The escape route and the orbit now share a machine.

The second layer is the runtime, where the recapture stops being a hardware story. On RTX AI PCs, Nvidia’s NIM microservices run as containers in Windows Subsystem for Linux, with CUDA acceleration, and package models with everything needed to run them.[11] The quieter announcement is the one that matters: Microsoft’s Windows ML inference stack now automatically routes to Nvidia’s TensorRT for RTX whenever it detects RTX hardware.[12] Read that sentence again at the level of incentives. A Windows application developer who calls the operating system’s standard AI interface does not have to select an inference backend. The operating system selects it, and on this machine, the selection is CUDA. The developer didn’t choose Nvidia. Windows chose it for them. Jensen’s defense writes itself: developers begged for this. Local CUDA parity with the datacenter was among the loudest requests in Nvidia’s developer ecosystem, and the convenience is not an illusion. But convenience is how every default gets built.

The trap and the gift are one and the same.

That shift, from chosen dependency to ambient dependency, is the difference between the lock-in we described in “Open Source, Closed Orbit” and the lock-in being assembled now.[13] The original Black Hole worked on practitioners: researchers and engineers who chose CUDA because the tools were better, then found the exit priced in switching costs. The new layer works on people who never make a choice at all. The mainstream Windows developer building an AI feature in 2027 will write to Windows ML, ship to machines that route to TensorRT, and acquire a CUDA dependency the way one acquires an accent. Nobody decides to have one.

The third layer is the agent platform, and it explains the timing. RTX Spark’s marketing mentions chatbots only briefly. The page promises a PC where “agents work alongside you — running tasks, generating assets, writing code, on demand,” and pitches the desktop variants as machines “built to run personal AI agents 24/7 right at your desk.”[14] The plumbing has a name: NVIDIA OpenShell, an agent framework coming to Windows on top of Microsoft’s new security primitives, packaging local autonomous agents with guardrails gating what they can touch — alongside NIM containers as local agent endpoints and native NIM support arriving in Azure AI Foundry in July.[15] The agent era re-platforms the PC around continuous local inference, the bandwidth-hungry, always-on workload pattern that decides hardware defaults for a decade. Whoever owns the default runtime when that re-platforming happens owns the next ten years of Windows AI development.

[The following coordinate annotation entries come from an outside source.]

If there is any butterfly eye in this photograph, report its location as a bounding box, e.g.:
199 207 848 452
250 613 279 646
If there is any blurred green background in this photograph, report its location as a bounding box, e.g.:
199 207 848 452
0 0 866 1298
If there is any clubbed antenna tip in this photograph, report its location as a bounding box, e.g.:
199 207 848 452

The Windows re-platforming is being co-authored by Nvidia.

The fourth layer is the funnel, and it is the oldest trick in the catalog. NIM’s developer tier is free and genuinely useful: unlimited endpoints for prototyping, hosted on DGX Cloud. Production is a different conversation. Nvidia’s own product page walks the path in two sentences: prototype freely, then “talk to an NVIDIA product specialist about moving from pilot to production with the security, API stability, and support that comes with NVIDIA AI Enterprise.”[16] The same NIM container that runs on the laptop runs in the datacenter and the cloud, which Nvidia presents as portability and which functions as a ratchet. A team prototypes an agent on a Spark laptop, the prototype works, and scaling it means an enterprise agreement that cross-sells the rest of the stack.

It is the catalog-and-contract structure we have documented across eight Nvidia infrastructure domains.[13] The laptop makes it nine, and it sits at the top of the funnel, where developers form habits.

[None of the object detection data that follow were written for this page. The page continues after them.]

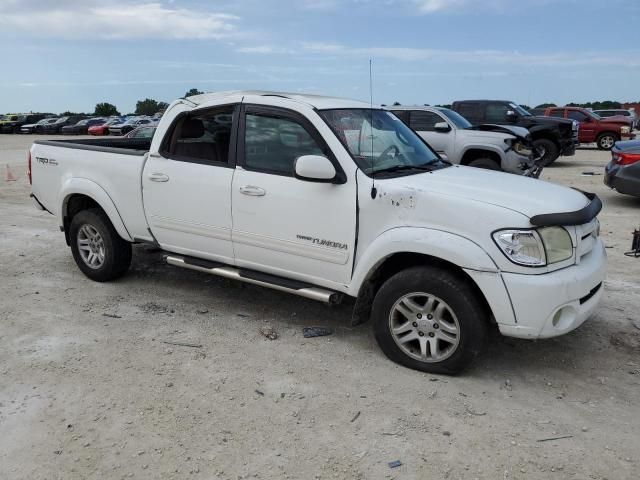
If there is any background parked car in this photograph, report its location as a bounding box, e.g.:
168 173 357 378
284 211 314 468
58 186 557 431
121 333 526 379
109 117 155 135
60 118 106 135
20 117 58 133
87 117 123 136
604 140 640 197
125 125 158 138
36 115 84 133
2 113 44 133
451 100 578 166
544 107 635 150
389 106 534 175
593 108 640 128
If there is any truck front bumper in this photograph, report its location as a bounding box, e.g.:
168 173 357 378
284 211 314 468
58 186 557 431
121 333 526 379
496 239 607 338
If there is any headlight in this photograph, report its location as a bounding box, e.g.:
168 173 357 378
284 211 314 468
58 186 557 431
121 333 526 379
512 142 532 157
493 230 547 267
538 227 573 264
493 227 573 267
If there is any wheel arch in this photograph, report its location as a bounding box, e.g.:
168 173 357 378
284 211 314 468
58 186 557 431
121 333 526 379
59 178 133 245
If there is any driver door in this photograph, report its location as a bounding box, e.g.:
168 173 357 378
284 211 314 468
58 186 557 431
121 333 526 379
231 105 356 287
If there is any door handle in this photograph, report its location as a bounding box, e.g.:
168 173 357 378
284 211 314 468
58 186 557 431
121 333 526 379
240 185 267 197
149 173 169 182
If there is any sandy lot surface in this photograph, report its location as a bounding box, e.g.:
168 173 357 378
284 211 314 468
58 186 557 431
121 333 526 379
0 135 640 480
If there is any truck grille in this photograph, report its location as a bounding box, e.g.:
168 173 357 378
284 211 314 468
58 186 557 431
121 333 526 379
576 218 598 263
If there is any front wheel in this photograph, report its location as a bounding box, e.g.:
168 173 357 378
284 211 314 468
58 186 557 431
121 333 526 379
533 138 560 167
596 133 618 150
69 208 131 282
372 267 487 375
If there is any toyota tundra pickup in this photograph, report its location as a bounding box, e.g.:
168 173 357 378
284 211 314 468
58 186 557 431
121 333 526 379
29 91 606 374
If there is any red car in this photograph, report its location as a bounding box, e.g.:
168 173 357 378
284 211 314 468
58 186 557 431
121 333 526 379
544 107 635 150
87 118 121 136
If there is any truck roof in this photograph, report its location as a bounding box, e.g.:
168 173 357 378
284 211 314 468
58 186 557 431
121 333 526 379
186 90 370 110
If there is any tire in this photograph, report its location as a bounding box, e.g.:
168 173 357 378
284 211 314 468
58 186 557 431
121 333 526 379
468 157 502 171
372 267 488 375
596 133 619 150
69 208 131 282
533 138 560 167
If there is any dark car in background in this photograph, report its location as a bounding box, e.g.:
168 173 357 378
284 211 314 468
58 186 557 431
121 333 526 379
604 140 640 197
60 118 107 135
1 113 45 133
20 117 58 133
36 115 85 133
451 100 578 166
125 126 158 139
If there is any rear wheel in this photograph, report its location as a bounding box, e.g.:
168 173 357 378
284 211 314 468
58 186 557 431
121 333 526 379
533 138 560 167
69 208 131 282
596 133 618 150
468 157 502 170
372 267 487 374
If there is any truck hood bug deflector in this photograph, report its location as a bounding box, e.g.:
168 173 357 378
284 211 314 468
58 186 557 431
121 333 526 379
377 165 602 226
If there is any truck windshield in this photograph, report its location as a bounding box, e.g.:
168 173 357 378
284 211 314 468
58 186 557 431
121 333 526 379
319 109 449 174
438 108 472 128
509 103 531 117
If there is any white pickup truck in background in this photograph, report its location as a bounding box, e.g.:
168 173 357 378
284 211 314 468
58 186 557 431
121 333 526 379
389 106 542 178
29 92 606 373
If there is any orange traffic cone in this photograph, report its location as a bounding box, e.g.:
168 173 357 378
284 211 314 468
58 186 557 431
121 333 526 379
4 163 16 182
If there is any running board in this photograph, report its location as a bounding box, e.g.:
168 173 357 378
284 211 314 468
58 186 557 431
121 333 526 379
164 255 342 305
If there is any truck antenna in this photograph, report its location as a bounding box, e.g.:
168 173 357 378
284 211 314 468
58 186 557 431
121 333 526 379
369 59 378 199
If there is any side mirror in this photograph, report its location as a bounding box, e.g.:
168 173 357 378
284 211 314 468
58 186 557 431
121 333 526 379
433 122 451 133
293 155 338 183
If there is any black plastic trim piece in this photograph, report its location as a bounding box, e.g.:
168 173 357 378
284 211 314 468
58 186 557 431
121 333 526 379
239 268 315 290
529 192 602 227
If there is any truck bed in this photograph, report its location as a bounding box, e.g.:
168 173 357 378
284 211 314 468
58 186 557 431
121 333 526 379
33 137 151 155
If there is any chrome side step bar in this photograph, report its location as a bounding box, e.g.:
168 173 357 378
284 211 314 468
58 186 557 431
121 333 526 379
164 255 342 305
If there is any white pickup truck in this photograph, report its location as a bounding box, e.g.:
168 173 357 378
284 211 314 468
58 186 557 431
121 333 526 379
29 92 606 374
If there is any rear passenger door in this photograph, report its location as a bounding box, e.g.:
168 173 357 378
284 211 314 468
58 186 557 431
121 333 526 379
231 105 356 287
142 105 237 263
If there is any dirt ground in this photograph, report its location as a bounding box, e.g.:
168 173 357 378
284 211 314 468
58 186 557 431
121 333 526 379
0 135 640 480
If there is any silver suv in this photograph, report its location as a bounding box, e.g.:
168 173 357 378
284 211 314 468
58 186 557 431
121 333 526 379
389 106 541 177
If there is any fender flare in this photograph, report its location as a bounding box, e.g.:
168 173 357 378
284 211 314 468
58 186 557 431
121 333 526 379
350 227 499 296
58 177 133 242
460 143 506 166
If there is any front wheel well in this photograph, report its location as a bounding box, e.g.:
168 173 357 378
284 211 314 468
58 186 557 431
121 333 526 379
62 193 104 245
351 252 492 325
460 148 501 166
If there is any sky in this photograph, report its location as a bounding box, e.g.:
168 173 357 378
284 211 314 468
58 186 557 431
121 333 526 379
0 0 640 113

Put the four layers together, and the design is legible. Nvidia fixed the capacity problem, kept the bandwidth problem, and wrapped both in the Windows default. It can concede the benchmark because it is buying the path. A 2x decode deficit against a Mac Studio matters to the practitioner who measures tokens per second.It matters not at all to the Windows developer whose operating system, container catalog, agent framework, and cloud funnel have already agreed on the answer before the question was asked.

There is a precedent for this, and Jensen named it himself two months before the announcement. “GeForce is NVIDIA’s greatest marketing campaign,” he told the GTC crowd in March. “Your parents paid for you to be an NVIDIA customer... until someday you became an amazing computer scientist and became a proper customer.”[17] GeForce recruited the CUDA generation: gamers who became graduate students, who became the engineers who made CUDA the default in the datacenter. The pipeline aged. Gaming now accounts for 7% of Nvidia’s revenue, and the recruits were buying Macs.[18] Spark is that pipeline rebuilt for the agent era. The laptop is the new GeForce, except this time the product being marketed isn’t a graphics card a teenager will outgrow. It’s a default that a developer will never notice.

What the machine actually does

Honesty about the product, because it’s good. RTX Spark’s compute is real: the full configuration matches the 6,144 CUDA cores of a desktop RTX 5070, and on the GB10 silicon it shares with the DGX Spark, prefill — the compute-bound phase where a long prompt is ingested — runs at roughly 2,000 tokens per second on a 20B model.[19] For workloads that are mostly ingestion (summarizing long documents, retrieval over a document base, batch classification), that is a serious machine in a laptop chassis. The 45-to-80-watt envelope, the all-day-battery claim, and the full RTX gaming stack make it the most credible Windows-on-Arm product ever shipped, where Qualcomm’s Snapdragon X struggled to give mainstream buyers a reason to switch.[20] And 128 gigabytes of addressable memory on a Windows laptop is a first. None of this is vaporware.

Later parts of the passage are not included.